Afterwards, laying in my arms, she asked why I hadn't said anything. I told her it was because she was doing such a good job without my help. I was just enjoying watching her and listening to her. Besides, it was her fantasy not mine, and I didn't want to interfere with it. She raised up to look at my face, and asked me what I meant by that. Did I expect her to believe that I hadn't thought about fucking Melek? I said yes, I expected her to believe that. There was a big difference between me saying that I wouldn't mind fucking her, and me having fantasies about doing it. I mean, just because there were some movie stars that I wouldn't kick out of bed, that didn't mean I had fantasies about fucking them. I didn't have fantasies about things I knew were impossible. I had to believe there was a chance, even if it was only a small chance, before I started having fantasies of doing it. That's why I didn't start having fantasies about her until the night she kissed me at the company Christmas party. Up until that point, I thought I'd never have a chance with someone like her. So why torture myself thinking about what I thought would never happen?

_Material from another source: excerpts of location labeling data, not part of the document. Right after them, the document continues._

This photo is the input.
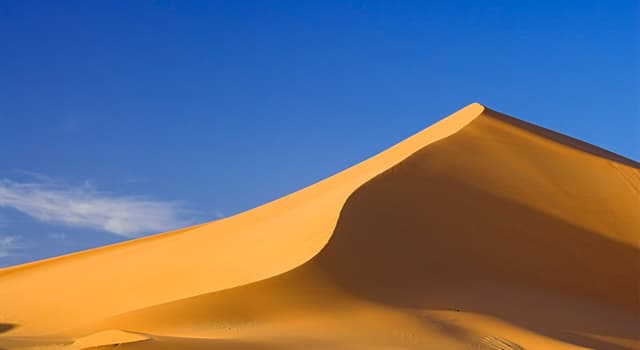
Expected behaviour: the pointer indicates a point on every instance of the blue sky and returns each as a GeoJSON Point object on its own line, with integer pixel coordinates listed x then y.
{"type": "Point", "coordinates": [124, 118]}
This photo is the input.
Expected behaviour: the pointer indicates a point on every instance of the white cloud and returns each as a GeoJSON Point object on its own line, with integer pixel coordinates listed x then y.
{"type": "Point", "coordinates": [7, 244]}
{"type": "Point", "coordinates": [83, 206]}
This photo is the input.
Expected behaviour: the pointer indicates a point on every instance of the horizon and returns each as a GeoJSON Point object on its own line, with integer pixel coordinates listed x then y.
{"type": "Point", "coordinates": [122, 121]}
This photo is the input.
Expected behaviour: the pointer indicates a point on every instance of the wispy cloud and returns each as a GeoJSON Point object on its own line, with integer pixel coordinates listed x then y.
{"type": "Point", "coordinates": [84, 206]}
{"type": "Point", "coordinates": [8, 244]}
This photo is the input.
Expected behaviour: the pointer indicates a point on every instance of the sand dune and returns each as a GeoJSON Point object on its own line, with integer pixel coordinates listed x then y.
{"type": "Point", "coordinates": [480, 232]}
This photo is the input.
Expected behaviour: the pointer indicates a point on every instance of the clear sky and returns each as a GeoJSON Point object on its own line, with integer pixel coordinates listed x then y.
{"type": "Point", "coordinates": [123, 118]}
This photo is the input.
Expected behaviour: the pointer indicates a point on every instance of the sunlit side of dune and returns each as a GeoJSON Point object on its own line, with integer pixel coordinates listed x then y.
{"type": "Point", "coordinates": [481, 231]}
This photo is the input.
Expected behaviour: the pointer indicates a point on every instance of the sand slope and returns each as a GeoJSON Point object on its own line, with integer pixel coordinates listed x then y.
{"type": "Point", "coordinates": [482, 231]}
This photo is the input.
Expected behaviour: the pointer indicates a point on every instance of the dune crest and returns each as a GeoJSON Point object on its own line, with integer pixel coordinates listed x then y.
{"type": "Point", "coordinates": [481, 230]}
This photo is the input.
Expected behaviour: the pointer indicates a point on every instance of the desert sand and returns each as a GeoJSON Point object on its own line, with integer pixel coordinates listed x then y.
{"type": "Point", "coordinates": [479, 232]}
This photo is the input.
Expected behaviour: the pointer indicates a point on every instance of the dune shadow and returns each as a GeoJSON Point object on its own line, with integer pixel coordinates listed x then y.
{"type": "Point", "coordinates": [563, 139]}
{"type": "Point", "coordinates": [431, 242]}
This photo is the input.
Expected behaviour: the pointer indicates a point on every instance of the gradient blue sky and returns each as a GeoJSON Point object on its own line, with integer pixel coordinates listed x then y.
{"type": "Point", "coordinates": [122, 118]}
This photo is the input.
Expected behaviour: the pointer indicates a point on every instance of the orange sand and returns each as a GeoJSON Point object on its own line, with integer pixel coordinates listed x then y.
{"type": "Point", "coordinates": [480, 232]}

She told me I was sweet, but I was also an idiot when it came to women. What made me so sure that I wouldn't stand a chance with a girl like Melek? I was handsome, I was charming, and I knew how to make a girl laugh and have a good time. That's how I'd gotten her, so what made Melek any different? When I mentioned the fact that she was only half my age, my wife laughed. She was 15 years younger than me herself, wasn't she, and that hadn't stopped us from getting together had it? Melek was the same age now that she'd been when she fell in love with me. I told her that might be true, but I was 10 years older than I was back then. And her reply was that some men got more handsome as they got older, and I was one of them. And, there were plenty of girls who liked older men and Melek might be one of them.